When print sales started to decline and newspapers wised up to the fact that they needed to go online, the conundrum of how to make money out of the internet affected every outlet. Some newspapers are trying paywalls for all their online content, some are offering a limited number of free articles before you have to put your hand in your pocket, and some are hoping that advertising revenue will be enough to fund the operation while keeping the web content free to access.

It is particularly pathetic when someone uses the comments section of an online article to complain about the advertising. It takes all my self-control not to reply to their comment by saying: "THE ADVERTISEMENTS ARE THERE SO YOU DON'T HAVE TO PAY FOR ONLINE CONTENT AND SO THAT THE JOURNALISTS WHO WRITE THE ARTICLES ACTUALLY GET PAID, YOU INTELLECTUALLY MILD COCKWOMBLE!".

I have no time for fools who refuse to understand that someone has to be paid for writing and researching material for the internet. We journalists generally love our jobs and couldn't imagine doing anything else for a living but, just like everyone else, we have bills to pay. Doing something for the sheer love is only an option for the independently wealthy. And do you want a media where only the fabulously wealthy can afford to work in it?

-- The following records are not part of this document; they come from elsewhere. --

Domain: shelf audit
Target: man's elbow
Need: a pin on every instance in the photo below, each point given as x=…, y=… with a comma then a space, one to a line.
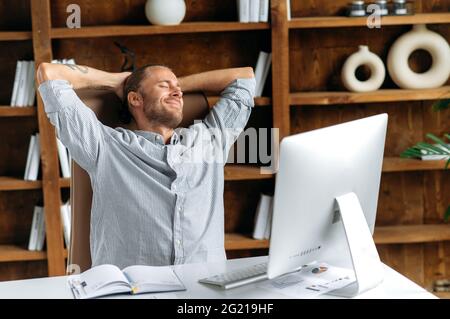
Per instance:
x=44, y=72
x=248, y=72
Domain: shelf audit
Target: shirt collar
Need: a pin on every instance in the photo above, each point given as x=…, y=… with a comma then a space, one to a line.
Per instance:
x=157, y=138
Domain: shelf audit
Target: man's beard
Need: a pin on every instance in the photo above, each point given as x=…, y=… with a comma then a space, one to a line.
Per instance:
x=157, y=113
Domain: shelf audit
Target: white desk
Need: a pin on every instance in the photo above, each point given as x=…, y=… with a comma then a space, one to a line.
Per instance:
x=394, y=285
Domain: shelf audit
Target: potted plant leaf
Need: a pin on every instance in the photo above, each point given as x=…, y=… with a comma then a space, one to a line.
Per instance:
x=439, y=150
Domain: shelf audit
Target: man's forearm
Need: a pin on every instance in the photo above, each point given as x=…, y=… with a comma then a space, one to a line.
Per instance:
x=213, y=81
x=81, y=77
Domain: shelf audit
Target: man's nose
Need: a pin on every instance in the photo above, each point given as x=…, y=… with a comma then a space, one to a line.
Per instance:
x=177, y=93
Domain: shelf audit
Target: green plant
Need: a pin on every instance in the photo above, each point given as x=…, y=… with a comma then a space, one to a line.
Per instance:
x=440, y=148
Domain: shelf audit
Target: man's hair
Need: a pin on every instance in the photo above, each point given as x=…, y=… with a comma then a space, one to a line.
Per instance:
x=132, y=84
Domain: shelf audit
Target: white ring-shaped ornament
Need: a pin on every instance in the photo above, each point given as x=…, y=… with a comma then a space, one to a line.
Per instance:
x=419, y=38
x=371, y=60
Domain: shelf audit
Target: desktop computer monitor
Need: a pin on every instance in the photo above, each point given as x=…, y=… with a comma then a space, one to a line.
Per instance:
x=325, y=201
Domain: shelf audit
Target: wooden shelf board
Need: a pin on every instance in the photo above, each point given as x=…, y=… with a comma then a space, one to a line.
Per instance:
x=390, y=95
x=244, y=172
x=241, y=242
x=442, y=295
x=64, y=182
x=7, y=111
x=10, y=253
x=13, y=183
x=259, y=101
x=337, y=22
x=397, y=164
x=15, y=35
x=130, y=30
x=409, y=234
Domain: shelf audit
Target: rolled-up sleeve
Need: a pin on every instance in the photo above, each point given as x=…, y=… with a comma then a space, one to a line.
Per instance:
x=76, y=124
x=232, y=111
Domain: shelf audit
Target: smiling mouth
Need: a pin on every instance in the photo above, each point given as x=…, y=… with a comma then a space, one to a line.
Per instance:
x=174, y=102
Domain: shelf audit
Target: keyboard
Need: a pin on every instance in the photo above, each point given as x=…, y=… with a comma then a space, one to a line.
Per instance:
x=239, y=277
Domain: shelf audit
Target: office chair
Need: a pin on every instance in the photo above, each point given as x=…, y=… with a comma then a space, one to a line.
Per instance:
x=105, y=106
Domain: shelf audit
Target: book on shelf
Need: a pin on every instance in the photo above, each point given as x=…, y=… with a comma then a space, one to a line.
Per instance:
x=264, y=11
x=24, y=88
x=66, y=222
x=263, y=217
x=253, y=10
x=37, y=233
x=288, y=9
x=107, y=279
x=261, y=71
x=63, y=159
x=33, y=159
x=243, y=10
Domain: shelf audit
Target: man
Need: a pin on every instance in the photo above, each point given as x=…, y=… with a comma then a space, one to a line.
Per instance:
x=155, y=200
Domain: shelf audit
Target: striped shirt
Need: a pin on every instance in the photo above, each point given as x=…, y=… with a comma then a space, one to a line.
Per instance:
x=153, y=203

So, we as media consumers, need to take responsibility. If we want good quality journalism but don't want to pay for it, we have to accept that the media outlets will need to find other ways to pay their staff and keep the office lights on, even if that means you have to sit through a 30-second advertisement or having to close an annoying pop-up. That really is the ultimate first world pain.

If you don't like ads with your news, you'll have to pay for your news.

Few of us are prepared to go back to the pre-internet days. After all, it is now so much easier not only to read an article but to share it as well. A few clicks and you can post a story on your Facebook page, tweet it, or email it to your entire address book. Gone are the days when my mother would cut out a newspaper article and post it to me. These days, she will email me the link. It is so much easier and more efficient to share an article online than it is to call everyone you know and tell them to go out and buy a newspaper and turn to a certain page.

This is how we get our information now. And nobody wants to give that up. But before you get excited about unemployed journalists or whine about advertising or paywalls, at least try to understand the simple economics.